I'm doing OK, but feel like it's too much organization, communication and change management than I will ever feel happy with. These jobs require you to build consensus, influence people, etc. Whereas most jobs probably do to some extent, that's the very core of being the PM for example. It tires me. I'm not a natural consensus-builder or extrovert. I've always been best when I have to figure out things myself and propose/ build good solutions.
Whereas I've always been playing with coding a bit, e.g. to automate tedious tasks, I've now spent a bit more time on that and I do seem to have the ability to learn coding quickly and to use even the little knowledge I have productively. In the last three years I've managed to add value by automating half of my work (which, however, was an exception from those I listed above - normally I don't have much opportunity to automate tasks). I was also given some technical tasks, like creating automated dashboards, in some jobs and these were the tasks in which I really excelled according to my superiors.
Coding is fun for me. I feel much happier sitting and figuring out how to make a program do something than sitting in the endless political meetings and trying to influence a stakeholder to do something.

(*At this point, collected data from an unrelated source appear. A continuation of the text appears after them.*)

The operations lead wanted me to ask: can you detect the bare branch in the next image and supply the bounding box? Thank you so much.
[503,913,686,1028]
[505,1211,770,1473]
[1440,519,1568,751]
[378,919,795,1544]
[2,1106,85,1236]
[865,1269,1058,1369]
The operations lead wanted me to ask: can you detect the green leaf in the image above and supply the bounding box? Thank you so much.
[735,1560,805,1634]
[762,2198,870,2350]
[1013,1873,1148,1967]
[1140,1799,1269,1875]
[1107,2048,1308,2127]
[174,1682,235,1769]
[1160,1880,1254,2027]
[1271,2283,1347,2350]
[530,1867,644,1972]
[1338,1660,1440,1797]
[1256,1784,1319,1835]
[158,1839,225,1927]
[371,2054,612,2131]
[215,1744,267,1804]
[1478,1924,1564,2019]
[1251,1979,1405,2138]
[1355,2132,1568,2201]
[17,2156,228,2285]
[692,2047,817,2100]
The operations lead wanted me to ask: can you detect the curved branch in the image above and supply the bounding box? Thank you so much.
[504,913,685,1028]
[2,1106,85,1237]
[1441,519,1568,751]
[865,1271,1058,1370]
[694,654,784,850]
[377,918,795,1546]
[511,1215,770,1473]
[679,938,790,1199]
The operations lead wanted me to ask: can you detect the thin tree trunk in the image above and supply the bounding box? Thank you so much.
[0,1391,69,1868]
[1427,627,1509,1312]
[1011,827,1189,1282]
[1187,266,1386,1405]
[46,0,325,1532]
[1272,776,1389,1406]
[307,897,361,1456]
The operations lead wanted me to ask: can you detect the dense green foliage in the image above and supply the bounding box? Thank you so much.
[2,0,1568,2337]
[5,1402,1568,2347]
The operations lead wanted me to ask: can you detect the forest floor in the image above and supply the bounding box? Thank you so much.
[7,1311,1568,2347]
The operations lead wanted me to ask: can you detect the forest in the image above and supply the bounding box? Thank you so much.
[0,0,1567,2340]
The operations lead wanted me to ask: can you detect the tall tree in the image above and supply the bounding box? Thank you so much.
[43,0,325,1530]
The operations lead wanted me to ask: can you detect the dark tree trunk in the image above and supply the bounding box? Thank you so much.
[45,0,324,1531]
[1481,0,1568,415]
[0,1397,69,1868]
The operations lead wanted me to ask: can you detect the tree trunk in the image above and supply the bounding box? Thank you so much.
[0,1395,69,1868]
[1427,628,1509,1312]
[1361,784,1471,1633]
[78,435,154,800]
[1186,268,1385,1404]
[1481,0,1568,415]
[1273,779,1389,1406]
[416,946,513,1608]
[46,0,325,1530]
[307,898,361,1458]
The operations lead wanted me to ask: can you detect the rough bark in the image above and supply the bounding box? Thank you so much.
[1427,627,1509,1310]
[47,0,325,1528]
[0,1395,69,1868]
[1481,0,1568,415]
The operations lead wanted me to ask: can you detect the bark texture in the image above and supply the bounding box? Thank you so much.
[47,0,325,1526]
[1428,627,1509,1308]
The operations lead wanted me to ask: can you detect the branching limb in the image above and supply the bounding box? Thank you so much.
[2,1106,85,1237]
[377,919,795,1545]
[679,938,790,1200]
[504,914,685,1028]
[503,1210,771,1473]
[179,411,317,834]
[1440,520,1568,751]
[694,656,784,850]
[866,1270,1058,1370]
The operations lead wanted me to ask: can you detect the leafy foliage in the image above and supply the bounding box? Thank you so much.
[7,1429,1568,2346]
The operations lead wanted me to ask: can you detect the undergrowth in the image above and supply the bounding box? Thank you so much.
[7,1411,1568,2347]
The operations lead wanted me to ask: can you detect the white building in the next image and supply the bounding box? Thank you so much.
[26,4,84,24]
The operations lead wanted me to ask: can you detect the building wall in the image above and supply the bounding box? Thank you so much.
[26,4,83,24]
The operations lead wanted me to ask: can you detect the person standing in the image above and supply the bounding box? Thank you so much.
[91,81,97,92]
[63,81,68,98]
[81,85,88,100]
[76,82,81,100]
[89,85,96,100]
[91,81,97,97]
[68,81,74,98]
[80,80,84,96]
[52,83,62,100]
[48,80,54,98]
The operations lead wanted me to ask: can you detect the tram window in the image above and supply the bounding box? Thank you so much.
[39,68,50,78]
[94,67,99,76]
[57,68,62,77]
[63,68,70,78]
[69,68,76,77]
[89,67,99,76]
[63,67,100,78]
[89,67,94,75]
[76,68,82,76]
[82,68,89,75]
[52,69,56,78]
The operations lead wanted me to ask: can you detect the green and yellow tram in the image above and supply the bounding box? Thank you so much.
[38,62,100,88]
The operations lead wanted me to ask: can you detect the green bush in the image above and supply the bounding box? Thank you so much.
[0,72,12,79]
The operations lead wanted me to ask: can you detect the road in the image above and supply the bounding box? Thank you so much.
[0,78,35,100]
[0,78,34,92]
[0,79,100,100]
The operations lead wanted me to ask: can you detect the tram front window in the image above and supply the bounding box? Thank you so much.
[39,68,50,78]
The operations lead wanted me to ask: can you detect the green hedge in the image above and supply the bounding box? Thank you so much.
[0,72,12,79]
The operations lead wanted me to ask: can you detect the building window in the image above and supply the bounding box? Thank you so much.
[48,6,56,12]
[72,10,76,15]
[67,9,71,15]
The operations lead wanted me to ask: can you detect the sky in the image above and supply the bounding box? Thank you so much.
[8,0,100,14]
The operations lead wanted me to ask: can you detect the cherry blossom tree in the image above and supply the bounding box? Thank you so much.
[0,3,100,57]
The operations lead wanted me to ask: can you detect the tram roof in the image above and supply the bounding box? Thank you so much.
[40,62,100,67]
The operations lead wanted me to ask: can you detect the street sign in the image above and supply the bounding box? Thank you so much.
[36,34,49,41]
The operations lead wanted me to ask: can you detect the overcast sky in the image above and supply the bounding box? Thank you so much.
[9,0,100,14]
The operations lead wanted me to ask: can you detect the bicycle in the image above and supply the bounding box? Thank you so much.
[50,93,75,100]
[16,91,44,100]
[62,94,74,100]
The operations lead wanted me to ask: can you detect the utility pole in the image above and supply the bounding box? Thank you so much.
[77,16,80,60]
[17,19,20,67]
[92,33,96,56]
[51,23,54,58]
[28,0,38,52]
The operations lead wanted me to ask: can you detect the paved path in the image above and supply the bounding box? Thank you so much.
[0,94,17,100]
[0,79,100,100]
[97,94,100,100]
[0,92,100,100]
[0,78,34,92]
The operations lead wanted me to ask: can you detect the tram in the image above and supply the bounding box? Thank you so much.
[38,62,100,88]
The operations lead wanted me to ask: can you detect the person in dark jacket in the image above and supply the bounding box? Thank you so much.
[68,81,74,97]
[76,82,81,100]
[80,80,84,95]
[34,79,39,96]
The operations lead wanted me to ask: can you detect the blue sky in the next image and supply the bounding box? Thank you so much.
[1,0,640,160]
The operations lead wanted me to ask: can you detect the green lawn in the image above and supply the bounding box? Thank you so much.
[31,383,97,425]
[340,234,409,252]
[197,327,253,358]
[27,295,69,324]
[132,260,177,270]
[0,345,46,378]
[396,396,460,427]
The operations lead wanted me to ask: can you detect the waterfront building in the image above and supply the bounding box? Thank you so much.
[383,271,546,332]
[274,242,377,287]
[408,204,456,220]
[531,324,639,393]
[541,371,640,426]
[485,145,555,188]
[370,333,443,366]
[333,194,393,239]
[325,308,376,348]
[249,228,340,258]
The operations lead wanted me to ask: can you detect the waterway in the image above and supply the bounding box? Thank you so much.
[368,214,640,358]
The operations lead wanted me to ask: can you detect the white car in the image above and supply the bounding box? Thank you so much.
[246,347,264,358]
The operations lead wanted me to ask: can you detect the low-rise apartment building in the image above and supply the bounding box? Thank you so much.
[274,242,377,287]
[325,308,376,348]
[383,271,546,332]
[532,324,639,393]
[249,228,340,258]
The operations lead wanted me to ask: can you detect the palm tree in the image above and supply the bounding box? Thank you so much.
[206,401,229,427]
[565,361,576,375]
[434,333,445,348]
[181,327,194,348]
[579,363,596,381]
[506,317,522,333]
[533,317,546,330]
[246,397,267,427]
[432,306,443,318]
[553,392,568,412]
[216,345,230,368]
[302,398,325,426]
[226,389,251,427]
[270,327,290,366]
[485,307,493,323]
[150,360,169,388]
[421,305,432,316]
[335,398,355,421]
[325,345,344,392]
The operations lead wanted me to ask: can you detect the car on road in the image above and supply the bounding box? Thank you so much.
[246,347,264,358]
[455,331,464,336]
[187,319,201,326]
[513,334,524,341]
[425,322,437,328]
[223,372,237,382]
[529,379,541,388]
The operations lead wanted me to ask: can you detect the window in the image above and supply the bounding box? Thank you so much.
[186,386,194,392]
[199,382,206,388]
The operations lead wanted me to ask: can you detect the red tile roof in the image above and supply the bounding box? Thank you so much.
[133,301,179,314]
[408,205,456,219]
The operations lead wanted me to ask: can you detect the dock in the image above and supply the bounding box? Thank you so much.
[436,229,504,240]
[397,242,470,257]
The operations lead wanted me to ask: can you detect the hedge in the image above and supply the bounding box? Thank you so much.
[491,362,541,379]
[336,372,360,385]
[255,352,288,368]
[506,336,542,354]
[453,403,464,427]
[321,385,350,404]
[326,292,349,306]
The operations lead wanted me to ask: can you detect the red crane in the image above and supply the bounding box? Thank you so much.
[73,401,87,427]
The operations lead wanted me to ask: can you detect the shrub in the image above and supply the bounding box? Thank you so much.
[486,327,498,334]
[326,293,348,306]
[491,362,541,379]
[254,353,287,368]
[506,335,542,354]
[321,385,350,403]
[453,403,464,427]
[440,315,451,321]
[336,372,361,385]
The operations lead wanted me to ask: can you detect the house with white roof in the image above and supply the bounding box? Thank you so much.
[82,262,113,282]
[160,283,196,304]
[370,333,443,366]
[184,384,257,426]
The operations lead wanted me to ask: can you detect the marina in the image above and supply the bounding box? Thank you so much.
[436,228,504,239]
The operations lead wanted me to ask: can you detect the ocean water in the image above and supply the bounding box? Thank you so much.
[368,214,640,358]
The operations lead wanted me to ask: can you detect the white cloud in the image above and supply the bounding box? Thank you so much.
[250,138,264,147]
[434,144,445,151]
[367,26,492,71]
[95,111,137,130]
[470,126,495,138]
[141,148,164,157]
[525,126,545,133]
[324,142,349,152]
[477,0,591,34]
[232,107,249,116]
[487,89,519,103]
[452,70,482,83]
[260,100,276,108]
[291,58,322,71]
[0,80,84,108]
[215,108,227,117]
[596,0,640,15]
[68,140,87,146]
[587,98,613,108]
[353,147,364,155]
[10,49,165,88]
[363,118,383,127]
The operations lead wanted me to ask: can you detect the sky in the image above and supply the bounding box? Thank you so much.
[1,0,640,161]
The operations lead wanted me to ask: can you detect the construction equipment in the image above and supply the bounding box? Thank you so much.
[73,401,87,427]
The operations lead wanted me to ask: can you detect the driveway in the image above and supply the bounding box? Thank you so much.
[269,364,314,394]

On the other hand, my PM/ PO salary is good and I don't see how I could transition from a role that's close to IT, but non-technical to a technical role without sacrificing my standard of life. As a junior developer I would earn about 30% of my current salary. Any ideas how it could work? I'm in Europe.
EDIT: Thank you everybody. What became apparent to me after your comments is that thinking about changing a position into a more technical one doesn't make sense.
First I would work technically for a low salary, then, if I'm lucky get promoted to do... almost exactly the same what I've been doing in my current job, getting a very similar salary to my current salary.
The example you've given of what a developer does surprised me a bit, because I've already done/ been doing all of these things, including "tedious 'why is my build intermittently failing?' [as well as investigating that for other people's code] or 'what code style rules should we use?'" and taking architecture decisions. It seems I've already moved quite far into the (technical) IT without noticing and without ever being a junior developer.
I will still want to work on my programming skills, since it gives me more independence and self-confidence while talking to "my" developers and contractors and, who knows, it may help me to make myself independent in my area of expertise in a few years.